- The Washington Times - Thursday, December 17, 2015

Investigators of the Paris attacks now say they have found evidence that shows some of the terrorists used encrypted apps to hide their communication plotting the deadly shootings and bombings.

Officials had previously said they found such apps on cell phone recovered from the crime scenes but stopped short of saying the apps were used in plotting the attacks.

Officials told CNN they found evidence showing the apps — including WhatsApp and Telegram, both of which offer end-to-end encryption that protects users’ privacy — were used in communications among the attackers for a period of time before the attacks.

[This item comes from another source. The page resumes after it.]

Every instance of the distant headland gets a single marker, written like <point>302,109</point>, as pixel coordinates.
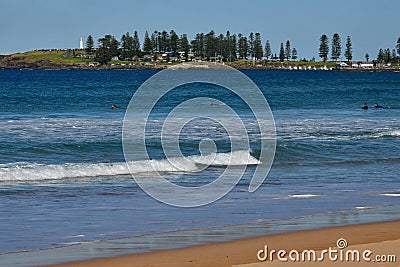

But it might never be known what was said in the messages on those apps, officials told CNN.

Investigators were able to recover some encrypted messages on at least one cell phone recovered, which could suggest at least one of the attackers was sloppier than the others.

In addition to using the apps to communicate, the attackers also avoided surveillance by changing cell phone SIM cards, CNN reported.

The latest evidence of the use of such apps in the Paris attack comes as the FBI and U.S. national security officials are increasing public discussion about the difficulty investigators are running in to with encrypted apps.

Tech companies have so far refused to make any changes to their encryption standards to allow compliance with court-ordered warrants and many companies boosted their encryption services after NSA whistleblower Edward Snowden revealed details of the government’s massive cell phone surveillance program.